Before I proceed further, I wish to highlight some of the reported giant strides made thus far in this regard by the collective heads of African Government and/or those ones made by the individual Heads of Government as the case maybe. Worthy of mentioning is the African Continental Free Trade Area ( AfCFTA) that was
established sometimes in 2018 but had to commence operation fully on January 1, 2021
due to the negative impact of the dreaded COVID-19 pandemic that ravaged the world
economy some couple of years back. No doubt some of the attendant benefits that
AfCFTA promises to give us include the betterment of macroeconomic indices,
fostering of economic growth, provision of trade amd investment opportunities, generation
of massive employment opportunities for the bulk of the unemployed youths within the
African sub-region, and more importantly reducing poverty drastically amongst the
African populace.
Driving it home the former President Muhammadu Buhari
sometimes in 2016 established and inaugurated the Presidential Enabling Business
Environment Council (PEBEC) which is a specialized agency of the government that was
saddled with the sole responsibility of addressing all manner of issues pertaining to the
Nigerian business environment.
The PEBEC as an agency was designed to be headed by the office of the Vice President of
the Federal Republic of Nigeria. The agency was given a dual mandate to make
Nigeria a progressively easier place to do business by removing all forms of bottlenecks
or bureaucratic constraints to doing business in Nigeria as well as also improving the
perception of investors and stakeholders about the Nigerian business terrain.

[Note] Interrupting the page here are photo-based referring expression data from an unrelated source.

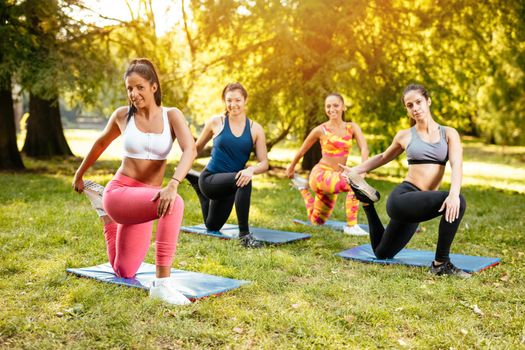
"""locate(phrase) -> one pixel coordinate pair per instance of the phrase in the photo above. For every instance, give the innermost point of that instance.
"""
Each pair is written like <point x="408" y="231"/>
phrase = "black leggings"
<point x="217" y="194"/>
<point x="407" y="206"/>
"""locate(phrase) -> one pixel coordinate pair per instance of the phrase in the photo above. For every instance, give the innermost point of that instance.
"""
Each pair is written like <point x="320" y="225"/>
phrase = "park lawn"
<point x="300" y="295"/>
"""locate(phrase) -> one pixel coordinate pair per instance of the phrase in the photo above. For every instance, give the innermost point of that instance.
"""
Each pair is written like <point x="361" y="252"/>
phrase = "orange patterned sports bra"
<point x="333" y="145"/>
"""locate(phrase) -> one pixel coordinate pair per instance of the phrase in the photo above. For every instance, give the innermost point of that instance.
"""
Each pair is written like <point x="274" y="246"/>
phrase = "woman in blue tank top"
<point x="226" y="180"/>
<point x="428" y="146"/>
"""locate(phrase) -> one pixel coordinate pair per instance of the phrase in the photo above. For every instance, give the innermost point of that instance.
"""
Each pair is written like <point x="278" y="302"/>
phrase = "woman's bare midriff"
<point x="426" y="177"/>
<point x="150" y="172"/>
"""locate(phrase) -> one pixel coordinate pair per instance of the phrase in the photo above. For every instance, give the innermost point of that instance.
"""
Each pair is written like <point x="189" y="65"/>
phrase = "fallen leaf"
<point x="350" y="319"/>
<point x="477" y="310"/>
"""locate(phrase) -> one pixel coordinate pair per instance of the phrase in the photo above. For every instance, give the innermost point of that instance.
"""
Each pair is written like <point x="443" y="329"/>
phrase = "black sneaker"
<point x="249" y="241"/>
<point x="363" y="191"/>
<point x="447" y="268"/>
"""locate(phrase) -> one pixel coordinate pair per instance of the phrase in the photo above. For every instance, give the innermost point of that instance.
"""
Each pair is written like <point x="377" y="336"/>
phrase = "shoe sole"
<point x="93" y="187"/>
<point x="359" y="184"/>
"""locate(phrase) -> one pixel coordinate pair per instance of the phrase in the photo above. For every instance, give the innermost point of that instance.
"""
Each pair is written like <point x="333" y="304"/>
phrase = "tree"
<point x="10" y="158"/>
<point x="66" y="55"/>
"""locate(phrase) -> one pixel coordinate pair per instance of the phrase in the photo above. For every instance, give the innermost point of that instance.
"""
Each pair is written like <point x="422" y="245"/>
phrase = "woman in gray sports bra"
<point x="428" y="146"/>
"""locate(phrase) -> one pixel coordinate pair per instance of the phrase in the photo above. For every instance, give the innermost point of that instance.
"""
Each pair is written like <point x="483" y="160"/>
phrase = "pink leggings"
<point x="327" y="183"/>
<point x="128" y="203"/>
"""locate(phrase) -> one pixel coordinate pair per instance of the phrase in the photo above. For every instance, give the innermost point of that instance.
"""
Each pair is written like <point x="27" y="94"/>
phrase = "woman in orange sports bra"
<point x="326" y="181"/>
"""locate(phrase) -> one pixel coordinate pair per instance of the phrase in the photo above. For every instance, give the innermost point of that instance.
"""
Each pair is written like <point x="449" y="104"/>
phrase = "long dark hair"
<point x="146" y="69"/>
<point x="231" y="87"/>
<point x="342" y="101"/>
<point x="414" y="87"/>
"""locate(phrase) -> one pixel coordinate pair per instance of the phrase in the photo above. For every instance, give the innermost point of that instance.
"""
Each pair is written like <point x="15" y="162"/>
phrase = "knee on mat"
<point x="125" y="272"/>
<point x="380" y="254"/>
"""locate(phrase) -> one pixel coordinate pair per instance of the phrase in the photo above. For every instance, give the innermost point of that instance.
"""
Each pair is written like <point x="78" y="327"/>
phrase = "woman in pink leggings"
<point x="134" y="197"/>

The remarkable efforts of the incumbent administration ably led by President Ahmed Bola Tinubu in addressing the various bottlenecks in
our national tax system and collection processes can not be ignored . This administration
has taken a bold step by the establishment and inauguration of the Presidential Fiscal
Policy and Tax Reform Committee (PFPTRC) which is being chaired by Mr Taiwo Oyedele. The committee amongst other things has recommended for the full
harmonization of the numerous levies and taxes numbering well above 60 at the
moment. Their objective is geared towards the reduction of these taxes to about eight
thereby promoting the much talked about ease of doing business.

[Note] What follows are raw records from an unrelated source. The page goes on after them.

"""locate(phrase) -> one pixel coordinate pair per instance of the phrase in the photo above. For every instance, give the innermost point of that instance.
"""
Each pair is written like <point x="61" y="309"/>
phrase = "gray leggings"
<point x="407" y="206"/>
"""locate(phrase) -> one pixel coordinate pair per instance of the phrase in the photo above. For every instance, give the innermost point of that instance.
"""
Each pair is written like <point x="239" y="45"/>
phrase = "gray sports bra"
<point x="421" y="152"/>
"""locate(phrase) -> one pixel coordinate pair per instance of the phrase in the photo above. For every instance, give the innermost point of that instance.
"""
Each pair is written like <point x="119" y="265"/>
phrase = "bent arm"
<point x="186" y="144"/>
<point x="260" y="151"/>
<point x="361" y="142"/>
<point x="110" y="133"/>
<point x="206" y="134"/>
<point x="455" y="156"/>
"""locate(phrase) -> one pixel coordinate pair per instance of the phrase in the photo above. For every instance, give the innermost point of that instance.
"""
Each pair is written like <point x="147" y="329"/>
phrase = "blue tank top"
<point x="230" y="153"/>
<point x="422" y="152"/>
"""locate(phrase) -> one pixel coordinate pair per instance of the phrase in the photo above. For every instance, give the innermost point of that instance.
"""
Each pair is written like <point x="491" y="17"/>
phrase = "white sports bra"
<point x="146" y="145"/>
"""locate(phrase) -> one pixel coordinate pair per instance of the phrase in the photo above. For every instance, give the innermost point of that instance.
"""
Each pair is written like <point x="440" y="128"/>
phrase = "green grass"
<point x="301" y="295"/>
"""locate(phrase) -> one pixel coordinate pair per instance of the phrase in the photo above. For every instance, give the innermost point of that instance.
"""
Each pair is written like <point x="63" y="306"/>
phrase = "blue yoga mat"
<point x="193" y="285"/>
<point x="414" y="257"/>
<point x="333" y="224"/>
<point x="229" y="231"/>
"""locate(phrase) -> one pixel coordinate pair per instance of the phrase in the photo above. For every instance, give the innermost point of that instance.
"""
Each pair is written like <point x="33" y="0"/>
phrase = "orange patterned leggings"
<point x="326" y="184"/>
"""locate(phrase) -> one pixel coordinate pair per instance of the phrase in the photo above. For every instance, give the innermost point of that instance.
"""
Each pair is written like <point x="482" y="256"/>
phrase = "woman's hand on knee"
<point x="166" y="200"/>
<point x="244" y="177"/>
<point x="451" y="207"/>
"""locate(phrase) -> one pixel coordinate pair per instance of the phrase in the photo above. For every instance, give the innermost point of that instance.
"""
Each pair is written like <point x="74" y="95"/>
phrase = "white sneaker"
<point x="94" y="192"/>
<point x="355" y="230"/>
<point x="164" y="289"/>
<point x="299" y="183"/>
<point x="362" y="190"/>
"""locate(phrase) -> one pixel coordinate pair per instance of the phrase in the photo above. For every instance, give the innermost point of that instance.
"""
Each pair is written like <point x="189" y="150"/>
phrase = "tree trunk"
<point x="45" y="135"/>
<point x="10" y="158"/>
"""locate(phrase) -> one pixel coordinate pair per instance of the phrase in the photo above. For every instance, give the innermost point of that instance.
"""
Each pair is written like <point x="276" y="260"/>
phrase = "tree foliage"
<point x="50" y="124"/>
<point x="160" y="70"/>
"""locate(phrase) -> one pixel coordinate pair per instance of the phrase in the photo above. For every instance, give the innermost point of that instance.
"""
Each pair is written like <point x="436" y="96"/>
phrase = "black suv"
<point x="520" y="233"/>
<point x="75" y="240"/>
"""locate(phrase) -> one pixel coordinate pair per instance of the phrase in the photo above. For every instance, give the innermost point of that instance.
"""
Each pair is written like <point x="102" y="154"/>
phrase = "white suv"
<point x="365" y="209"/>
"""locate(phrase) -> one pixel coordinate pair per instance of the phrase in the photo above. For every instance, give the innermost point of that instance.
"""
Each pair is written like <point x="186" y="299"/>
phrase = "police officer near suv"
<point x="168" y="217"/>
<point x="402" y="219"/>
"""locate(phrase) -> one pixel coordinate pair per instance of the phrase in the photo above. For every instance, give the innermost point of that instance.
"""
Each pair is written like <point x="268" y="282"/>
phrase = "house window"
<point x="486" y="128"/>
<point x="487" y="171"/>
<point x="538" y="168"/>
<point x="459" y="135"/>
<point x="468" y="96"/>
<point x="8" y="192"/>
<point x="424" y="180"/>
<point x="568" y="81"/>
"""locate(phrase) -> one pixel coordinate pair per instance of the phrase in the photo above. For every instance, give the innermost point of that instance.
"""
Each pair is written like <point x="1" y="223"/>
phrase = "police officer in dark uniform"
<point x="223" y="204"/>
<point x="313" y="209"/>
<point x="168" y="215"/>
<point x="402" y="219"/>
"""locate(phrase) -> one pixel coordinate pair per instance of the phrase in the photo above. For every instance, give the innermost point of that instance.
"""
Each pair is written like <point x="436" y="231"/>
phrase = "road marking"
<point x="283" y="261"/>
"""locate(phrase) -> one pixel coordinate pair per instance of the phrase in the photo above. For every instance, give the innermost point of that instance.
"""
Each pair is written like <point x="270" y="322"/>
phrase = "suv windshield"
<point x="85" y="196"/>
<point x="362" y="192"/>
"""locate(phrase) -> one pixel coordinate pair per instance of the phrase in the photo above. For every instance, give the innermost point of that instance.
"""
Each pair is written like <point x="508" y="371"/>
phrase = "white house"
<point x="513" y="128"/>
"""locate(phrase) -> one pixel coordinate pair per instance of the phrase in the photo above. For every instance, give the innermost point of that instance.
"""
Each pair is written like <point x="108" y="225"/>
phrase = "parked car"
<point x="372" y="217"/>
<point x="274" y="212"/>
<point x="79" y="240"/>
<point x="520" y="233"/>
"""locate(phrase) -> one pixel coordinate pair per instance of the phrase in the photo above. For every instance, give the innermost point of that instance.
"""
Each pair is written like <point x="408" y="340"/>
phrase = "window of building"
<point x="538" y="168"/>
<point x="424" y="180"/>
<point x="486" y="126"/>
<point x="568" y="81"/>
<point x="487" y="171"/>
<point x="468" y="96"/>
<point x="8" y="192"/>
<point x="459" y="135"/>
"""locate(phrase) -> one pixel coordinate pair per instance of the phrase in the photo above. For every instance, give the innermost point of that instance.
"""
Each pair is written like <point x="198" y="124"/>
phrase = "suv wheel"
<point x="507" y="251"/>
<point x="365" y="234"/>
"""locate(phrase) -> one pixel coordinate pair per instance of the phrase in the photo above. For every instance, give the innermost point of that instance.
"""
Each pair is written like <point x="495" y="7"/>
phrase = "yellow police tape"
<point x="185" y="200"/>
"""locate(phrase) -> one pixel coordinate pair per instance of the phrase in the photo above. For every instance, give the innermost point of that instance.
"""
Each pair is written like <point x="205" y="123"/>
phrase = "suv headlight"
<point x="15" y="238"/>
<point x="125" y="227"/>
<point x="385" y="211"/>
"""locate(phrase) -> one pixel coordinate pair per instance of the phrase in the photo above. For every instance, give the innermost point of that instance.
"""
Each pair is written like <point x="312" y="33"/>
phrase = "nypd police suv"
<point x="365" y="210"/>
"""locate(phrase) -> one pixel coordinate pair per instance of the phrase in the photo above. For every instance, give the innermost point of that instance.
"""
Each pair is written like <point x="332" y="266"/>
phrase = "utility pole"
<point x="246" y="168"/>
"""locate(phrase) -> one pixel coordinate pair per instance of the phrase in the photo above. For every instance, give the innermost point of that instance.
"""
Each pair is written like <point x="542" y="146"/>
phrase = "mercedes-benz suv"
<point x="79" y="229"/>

In spite of the giants strides recorded by virtue of the establishment of AfCFTA, PEBEC
and the current proposed taxation harmonization issue, a lot is still required from all of
us collectively in other to make the African continent a safe haven when it comes to
business investment.
Our expectations on an ideal enabling business environment will center primarily on the
following areas: The institutioning of a stable political climate that can affect businesses
positively ( ie political environment); having a stable interest rate, inflation rate and above
all foreign exchange rate ( ie economic environment); guaranteeing that our norms ,
values and belief systems will accommodate a friendly business environment (ie socio-cultural environment); supporting greatly innovations and inventions that will aid the
business operations (ie technological environment); protecting the environment from
any form of degradation or unwholesome collapse due to flooding or deforestation and
the likes ( ie ecological environment); and finally enacting laws, regulations, legislations
that will support the growth and sustainability of businesses ( ie legal environment).
The bone of contention is that we need our homegrown remedial actions to deal
decisively with our own peculiar socio-economic challenges both in Nigeria in particular
and Africa at large in other to attract and retain business ventures (multinations and
indigenous alike).
The government is doing their utmost best to attract and at the same time retain these businesses though a lot still needs to
be done in the area of the provision of stable power supply, providing accessible road
network, guaranteeing maximum security in the land that will foster a peaceful business
environment, ensuring political stability in the land that will boost investors level of
confidence, and above all a favourable business climate that will improve the perception
of investors’ and stakeholders about the Nigerian business terrain.